This workshop offers a series of strategies to avoid writer's block or other struggles that people face before and during the actual process of writing. Examples of such techniques are free writing, separating production from editing, reducing the writing work to small units, and tracking progress to be accountable for the writing development.
This workshop deepens on the process of writing, from the elaboration of the outline and structure of the document to the revision and proofreading of the multiple drafts. Topics covered in this workshop reflect on that writing is mostly continuous revising or that texts that are easy to read are usually the result of hard writing. Also, this workshop covered how to support claims and maintain the coherence and logic of the written document.
Healthy Writing Habits
This workshop focuses on the motivational aspects of the writing process. From managing the external conditions (e.g., space and time selected to write) to reflecting on the values, expectancies or other motivational factors involved in the personal writing process. We include strategies to reflect and understand the personal writing process to strategies to take ownership of the writing process and apply those reflections into practice.

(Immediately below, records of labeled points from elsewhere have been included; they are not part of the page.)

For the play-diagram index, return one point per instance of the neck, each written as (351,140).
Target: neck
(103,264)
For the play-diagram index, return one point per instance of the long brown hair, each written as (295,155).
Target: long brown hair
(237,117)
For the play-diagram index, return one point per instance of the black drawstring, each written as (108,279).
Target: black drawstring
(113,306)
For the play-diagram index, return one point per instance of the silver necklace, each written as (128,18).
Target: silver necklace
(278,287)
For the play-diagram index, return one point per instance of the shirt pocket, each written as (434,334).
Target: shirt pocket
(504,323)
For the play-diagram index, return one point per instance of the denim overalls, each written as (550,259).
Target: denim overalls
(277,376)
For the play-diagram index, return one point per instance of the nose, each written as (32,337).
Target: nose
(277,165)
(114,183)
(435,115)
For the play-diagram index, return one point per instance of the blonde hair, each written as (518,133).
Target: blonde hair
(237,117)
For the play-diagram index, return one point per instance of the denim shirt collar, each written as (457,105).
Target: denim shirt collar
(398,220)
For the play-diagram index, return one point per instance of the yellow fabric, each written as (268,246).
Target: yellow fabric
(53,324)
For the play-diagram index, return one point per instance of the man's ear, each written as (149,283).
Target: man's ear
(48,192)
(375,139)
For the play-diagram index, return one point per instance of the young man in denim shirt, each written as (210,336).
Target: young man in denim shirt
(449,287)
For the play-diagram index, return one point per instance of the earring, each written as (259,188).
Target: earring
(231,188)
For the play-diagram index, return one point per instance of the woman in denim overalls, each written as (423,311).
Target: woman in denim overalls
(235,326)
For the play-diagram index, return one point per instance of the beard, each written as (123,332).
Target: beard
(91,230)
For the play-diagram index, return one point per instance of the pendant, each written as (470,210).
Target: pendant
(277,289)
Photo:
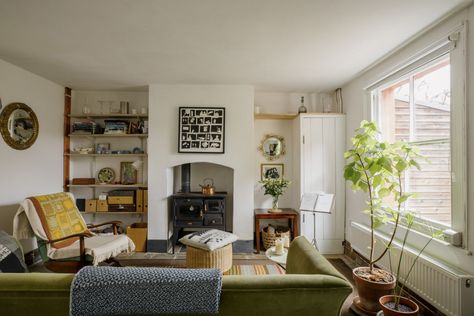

Managing Time (and Procrastination)
Strategies to macro and micro manage time for the dissertation and techniques to take control of our own time. For example, considering the long-term timeline of degree completion, participants define daily activities and priorities that lead to progression in the dissertation, or, participants define strategies to reduce the distractions negative influence on the advancement of their dissertation.
Getting off to a Good Start in Graduate School
Forming the Committee and Picking Your Advisor
When The professor Says... What do they really mean?
The common misunderstandings in the communication with the advisor, explanation for the actual meaning of the messages given for many advisors, and the expectations they have for their students. Ways for students to know the culture and unwritten rules (i.e., power relationships) of their departments to foster the relationship with their doctoral committee.
Career Options with a Ph.D
The different pathways that could be pursued after the doctorate. This workshop is facilitated by people who have a long career in academia, administration or industry. Topics included the common academic path for faculty (tenure, non-tenure track) and common skills that industry employers expect from graduates.
We scheduled two sessions each year related to special topics that URM students face in a Ph.D. This includes workshops on impostor syndrome, mindfulness, mental health in graduate school, and microaggressions. Although they are not exclusive to the URM population, we selected topics that traditionally hinder their motivation to finish the doctorate.